Class ThaiWordFilter

  • All Implemented Interfaces:
    Closeable, AutoCloseable

    public final class ThaiWordFilter
    extends org.apache.lucene.analysis.TokenFilter
    TokenFilter that use BreakIterator to break each Token that is Thai into separate Token(s) for each Thai word.

    Please note: Since matchVersion 3.1 on, this filter no longer lowercases non-thai text. ThaiAnalyzer will insert a LowerCaseFilter before this filter so the behaviour of the Analyzer does not change. With version 3.1, the filter handles position increments correctly.

    WARNING: this filter may not be supported by all JREs. It is known to work with Sun/Oracle and Harmony JREs. If your application needs to be fully portable, consider using ICUTokenizer instead, which uses an ICU Thai BreakIterator that will always be available.

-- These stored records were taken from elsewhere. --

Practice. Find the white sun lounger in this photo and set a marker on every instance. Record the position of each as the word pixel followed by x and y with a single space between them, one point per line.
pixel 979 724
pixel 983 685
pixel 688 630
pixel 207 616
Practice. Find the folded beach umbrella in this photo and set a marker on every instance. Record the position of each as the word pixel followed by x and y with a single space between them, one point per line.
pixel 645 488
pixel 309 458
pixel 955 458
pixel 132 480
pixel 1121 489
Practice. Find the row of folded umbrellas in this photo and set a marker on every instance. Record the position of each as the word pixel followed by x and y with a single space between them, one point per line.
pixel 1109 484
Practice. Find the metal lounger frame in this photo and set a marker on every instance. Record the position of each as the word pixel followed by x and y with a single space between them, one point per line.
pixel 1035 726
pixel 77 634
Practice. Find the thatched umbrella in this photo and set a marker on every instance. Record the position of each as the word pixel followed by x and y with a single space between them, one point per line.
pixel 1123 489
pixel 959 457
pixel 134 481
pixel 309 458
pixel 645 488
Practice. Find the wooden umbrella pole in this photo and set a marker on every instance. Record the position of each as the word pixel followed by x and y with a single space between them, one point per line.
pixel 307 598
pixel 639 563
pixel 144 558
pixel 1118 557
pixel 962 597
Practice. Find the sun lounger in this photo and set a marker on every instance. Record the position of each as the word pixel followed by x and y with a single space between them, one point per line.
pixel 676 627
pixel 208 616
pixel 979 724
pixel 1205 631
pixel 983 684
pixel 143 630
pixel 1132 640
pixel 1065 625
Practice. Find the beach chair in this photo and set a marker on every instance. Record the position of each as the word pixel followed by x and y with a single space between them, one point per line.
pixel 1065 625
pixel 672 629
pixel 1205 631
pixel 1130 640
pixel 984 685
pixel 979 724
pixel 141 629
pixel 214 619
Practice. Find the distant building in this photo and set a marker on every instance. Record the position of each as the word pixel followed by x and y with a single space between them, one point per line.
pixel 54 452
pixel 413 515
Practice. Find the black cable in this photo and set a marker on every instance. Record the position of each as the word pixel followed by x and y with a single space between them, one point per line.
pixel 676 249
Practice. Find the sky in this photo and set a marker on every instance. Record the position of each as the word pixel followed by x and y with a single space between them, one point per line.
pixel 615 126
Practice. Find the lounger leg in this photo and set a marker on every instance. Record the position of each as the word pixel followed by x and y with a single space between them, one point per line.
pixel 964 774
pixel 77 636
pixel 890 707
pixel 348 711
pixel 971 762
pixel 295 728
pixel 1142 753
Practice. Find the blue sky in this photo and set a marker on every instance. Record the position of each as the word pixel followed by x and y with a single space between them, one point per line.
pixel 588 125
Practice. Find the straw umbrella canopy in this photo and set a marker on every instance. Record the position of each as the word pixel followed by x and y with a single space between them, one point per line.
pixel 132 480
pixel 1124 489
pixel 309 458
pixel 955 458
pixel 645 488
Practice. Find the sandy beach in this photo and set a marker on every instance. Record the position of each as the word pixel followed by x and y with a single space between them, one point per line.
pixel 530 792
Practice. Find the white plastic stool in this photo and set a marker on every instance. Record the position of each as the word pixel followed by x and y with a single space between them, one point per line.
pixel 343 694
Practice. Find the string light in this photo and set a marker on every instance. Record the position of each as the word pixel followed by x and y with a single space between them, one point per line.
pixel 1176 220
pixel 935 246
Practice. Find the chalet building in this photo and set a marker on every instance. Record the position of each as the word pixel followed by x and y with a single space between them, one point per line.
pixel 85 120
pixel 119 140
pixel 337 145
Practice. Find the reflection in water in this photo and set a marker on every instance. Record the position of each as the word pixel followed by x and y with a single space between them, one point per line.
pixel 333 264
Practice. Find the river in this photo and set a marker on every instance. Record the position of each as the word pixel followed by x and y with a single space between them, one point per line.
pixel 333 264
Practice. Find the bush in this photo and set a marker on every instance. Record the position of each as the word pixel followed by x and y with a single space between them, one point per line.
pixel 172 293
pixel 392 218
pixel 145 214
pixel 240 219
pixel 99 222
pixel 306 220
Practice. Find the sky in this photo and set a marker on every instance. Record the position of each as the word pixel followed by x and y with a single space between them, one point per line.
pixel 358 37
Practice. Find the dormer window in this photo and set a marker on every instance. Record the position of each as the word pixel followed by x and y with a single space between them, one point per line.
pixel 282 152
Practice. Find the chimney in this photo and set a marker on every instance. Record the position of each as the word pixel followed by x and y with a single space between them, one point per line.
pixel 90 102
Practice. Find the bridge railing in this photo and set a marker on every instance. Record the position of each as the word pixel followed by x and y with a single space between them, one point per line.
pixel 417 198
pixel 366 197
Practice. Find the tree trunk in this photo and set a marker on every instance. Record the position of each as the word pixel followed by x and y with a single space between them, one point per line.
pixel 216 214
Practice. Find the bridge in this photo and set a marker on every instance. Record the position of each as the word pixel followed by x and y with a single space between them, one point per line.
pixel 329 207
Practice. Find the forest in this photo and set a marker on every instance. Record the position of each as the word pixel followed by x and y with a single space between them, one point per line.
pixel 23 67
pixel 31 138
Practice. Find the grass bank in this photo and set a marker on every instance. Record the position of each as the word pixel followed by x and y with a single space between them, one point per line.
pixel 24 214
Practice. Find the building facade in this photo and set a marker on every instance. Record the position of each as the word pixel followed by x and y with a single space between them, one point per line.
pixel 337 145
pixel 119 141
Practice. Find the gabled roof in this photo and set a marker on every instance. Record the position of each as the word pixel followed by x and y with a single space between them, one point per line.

    • Nested Class Summary

      • Nested classes/interfaces inherited from class org.apache.lucene.util.AttributeSource

        org.apache.lucene.util.AttributeSource.AttributeFactory, org.apache.lucene.util.AttributeSource.State
    • Field Summary

      Fields 
      Modifier and Type Field Description
      static boolean DBBI_AVAILABLE
      True if the JRE supports a working dictionary-based breakiterator for Thai.
      • Fields inherited from class org.apache.lucene.analysis.TokenFilter

        input
    • Constructor Summary

      Constructors 
      Constructor Description
      ThaiWordFilter​(org.apache.lucene.analysis.TokenStream input)
      Deprecated.
      Use the ctor with matchVersion instead!
      ThaiWordFilter​(org.apache.lucene.util.Version matchVersion, org.apache.lucene.analysis.TokenStream input)
      Creates a new ThaiWordFilter with the specified match version.
    • Method Summary

      All Methods Instance Methods Concrete Methods 
      Modifier and Type Method Description
      boolean incrementToken()  
      void reset()  
      • Methods inherited from class org.apache.lucene.analysis.TokenFilter

        close, end
      • Methods inherited from class org.apache.lucene.util.AttributeSource

        addAttribute, addAttributeImpl, captureState, clearAttributes, cloneAttributes, copyTo, equals, getAttribute, getAttributeClassesIterator, getAttributeFactory, getAttributeImplsIterator, hasAttribute, hasAttributes, hashCode, reflectAsString, reflectWith, restoreState, toString
    • Field Detail

      • DBBI_AVAILABLE

        public static final boolean DBBI_AVAILABLE
        True if the JRE supports a working dictionary-based breakiterator for Thai. If this is false, this filter will not work at all!
    • Constructor Detail

      • ThaiWordFilter

        @Deprecated
        public ThaiWordFilter​(org.apache.lucene.analysis.TokenStream input)
        Deprecated.
        Use the ctor with matchVersion instead!
        Creates a new ThaiWordFilter that also lowercases non-thai text.
      • ThaiWordFilter

        public ThaiWordFilter​(org.apache.lucene.util.Version matchVersion,
                              org.apache.lucene.analysis.TokenStream input)
        Creates a new ThaiWordFilter with the specified match version.
    • Method Detail

      • incrementToken

        public boolean incrementToken()
                               throws IOException
        Specified by:
        incrementToken in class org.apache.lucene.analysis.TokenStream
        Throws:
        IOException
      • reset

        public void reset()
                   throws IOException
        Overrides:
        reset in class org.apache.lucene.analysis.TokenFilter
        Throws:
        IOException